The result of the play was awful, but the timing wasn’t as terrible as you might think, because Cruz is ready for this challenge in a way he’s never been before.
You can see that in the way he runs.
A little backstory here: Cruz had an excellent 2010 season. According to the Rangers’ media guide, he became the fifth player in major-league history with at least 30 doubles, 20 home runs and 75 RBI during a season in which he appeared in 108 games or fewer.
The only problem with that statistic is that Cruz had to miss 54 games to accomplish it. If he had hit at the same clip over, say, 155 games, he would have finished with 32 home runs and 112 RBI, to go along with a .318 average.
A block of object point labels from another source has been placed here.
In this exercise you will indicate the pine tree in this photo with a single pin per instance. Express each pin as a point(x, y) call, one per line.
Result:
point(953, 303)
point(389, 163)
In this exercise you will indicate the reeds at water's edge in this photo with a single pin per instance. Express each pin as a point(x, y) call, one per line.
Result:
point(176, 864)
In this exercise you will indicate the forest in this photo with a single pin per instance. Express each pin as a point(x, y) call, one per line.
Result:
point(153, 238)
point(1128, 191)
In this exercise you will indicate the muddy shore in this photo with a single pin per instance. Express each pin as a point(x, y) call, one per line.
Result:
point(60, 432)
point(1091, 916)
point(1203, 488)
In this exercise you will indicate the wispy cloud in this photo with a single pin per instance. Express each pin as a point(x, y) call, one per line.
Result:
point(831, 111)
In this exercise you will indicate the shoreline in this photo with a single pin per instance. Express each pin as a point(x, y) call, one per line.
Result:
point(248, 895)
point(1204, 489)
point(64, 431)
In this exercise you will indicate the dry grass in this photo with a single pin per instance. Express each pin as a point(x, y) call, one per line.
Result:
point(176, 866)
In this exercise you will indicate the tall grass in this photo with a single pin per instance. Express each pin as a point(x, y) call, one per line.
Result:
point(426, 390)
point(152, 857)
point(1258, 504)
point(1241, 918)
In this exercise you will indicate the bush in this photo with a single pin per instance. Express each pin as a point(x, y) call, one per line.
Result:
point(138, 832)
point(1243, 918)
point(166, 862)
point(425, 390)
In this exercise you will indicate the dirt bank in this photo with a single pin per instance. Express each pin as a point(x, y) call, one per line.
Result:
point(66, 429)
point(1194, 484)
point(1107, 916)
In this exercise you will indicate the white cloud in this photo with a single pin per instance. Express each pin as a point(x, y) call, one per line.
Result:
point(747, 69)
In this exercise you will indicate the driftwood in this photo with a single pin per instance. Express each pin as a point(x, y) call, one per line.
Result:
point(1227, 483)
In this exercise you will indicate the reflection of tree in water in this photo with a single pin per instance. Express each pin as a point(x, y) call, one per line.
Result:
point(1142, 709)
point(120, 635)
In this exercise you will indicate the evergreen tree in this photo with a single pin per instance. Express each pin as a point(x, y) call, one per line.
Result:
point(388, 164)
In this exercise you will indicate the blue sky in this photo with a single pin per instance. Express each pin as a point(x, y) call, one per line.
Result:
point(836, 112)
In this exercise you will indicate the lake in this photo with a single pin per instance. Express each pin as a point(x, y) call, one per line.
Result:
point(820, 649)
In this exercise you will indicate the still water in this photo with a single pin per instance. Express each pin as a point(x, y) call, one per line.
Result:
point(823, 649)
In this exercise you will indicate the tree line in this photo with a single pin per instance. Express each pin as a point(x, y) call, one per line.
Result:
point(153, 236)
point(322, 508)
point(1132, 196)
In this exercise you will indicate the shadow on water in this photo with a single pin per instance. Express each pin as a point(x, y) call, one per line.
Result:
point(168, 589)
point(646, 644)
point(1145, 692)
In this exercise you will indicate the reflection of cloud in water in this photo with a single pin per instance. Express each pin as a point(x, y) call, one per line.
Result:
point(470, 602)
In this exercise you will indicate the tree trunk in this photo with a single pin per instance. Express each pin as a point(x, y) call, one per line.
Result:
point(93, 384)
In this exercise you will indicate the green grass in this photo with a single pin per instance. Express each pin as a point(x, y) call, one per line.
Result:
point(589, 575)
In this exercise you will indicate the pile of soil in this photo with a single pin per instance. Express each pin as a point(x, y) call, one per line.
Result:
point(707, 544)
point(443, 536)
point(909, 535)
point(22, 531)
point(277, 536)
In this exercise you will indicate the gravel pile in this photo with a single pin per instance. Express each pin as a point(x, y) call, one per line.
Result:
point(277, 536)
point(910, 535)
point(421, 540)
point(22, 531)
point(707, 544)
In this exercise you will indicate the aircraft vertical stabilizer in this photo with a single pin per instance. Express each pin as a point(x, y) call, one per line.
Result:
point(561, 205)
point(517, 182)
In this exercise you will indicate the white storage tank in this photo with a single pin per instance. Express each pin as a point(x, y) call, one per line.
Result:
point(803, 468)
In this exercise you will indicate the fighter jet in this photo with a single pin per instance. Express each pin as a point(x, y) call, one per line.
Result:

Players like that get MVP votes.
Cruz had hamstring problems that required three stays on the disabled list. The odd thing was he strained both hamstrings. Jose Vazquez, the Rangers’ strength and conditioning coach, examined why Cruz kept sustaining hamstring injuries and concluded that his running style was flawed. So the team enlisted the help of an expert who already was familiar with the team: Kyle O’Day. As in, Darren’s brother.
Kyle O’Day was a Florida high school state champion in the 800-meter relay. Now he trains world-class sprinters on running form, as the owner of Atlanta-based Continuum Sports Solutions.
Cruz won’t challenge Usain Bolt anytime soon. But good running technique is good running technique, regardless of the sport.
“Coming through the minor leagues, it’s not something that’s taught,” Darren O’Day said. “It should be, because it can lead to a lot of injuries. Obviously, it can make you faster. But it’s a tough thing to learn. It’s natural for you to take off running the way you’ve been running your whole life.”
In January, the Rangers brought Kyle O’Day to Dallas to educate six players (including All-Star Ian Kinsler) on how to improve their running style. Through the intensive workout sessions, O’Day identified three main problems with Cruz’s running style.
• He bent forward at the waist as he ran, putting unnecessary strain on his lower back and hamstrings.
• He allowed his legs to get stuck behind his body after pushing off, causing what O’Day describes as the “butt-kick effect.”
• He needed to strengthen his hips and hamstrings through targeted exercises and stretches.
“So we fixed his posture, got him to actually run instead of ‘butt-kick’ his way through runs, and slightly modified his strength training program,” Kyle O’Day wrote in an email this week. “All the work since then has been up to him. He’s clearly been putting in the necessary practice time because he looks quite a bit different than previous years.”
Most importantly, his hamstrings feel better.
“I’m straighter,” Cruz said this week. “I feel more normal. I’ve figured out the way I’m supposed to run. A little change made a huge difference. I don’t feel anything this year in my hamstrings. I figured it out.”
Good timing, too. The Rangers need his bat, now more than ever. And it takes two good hamstrings to hit a baseball 450 feet.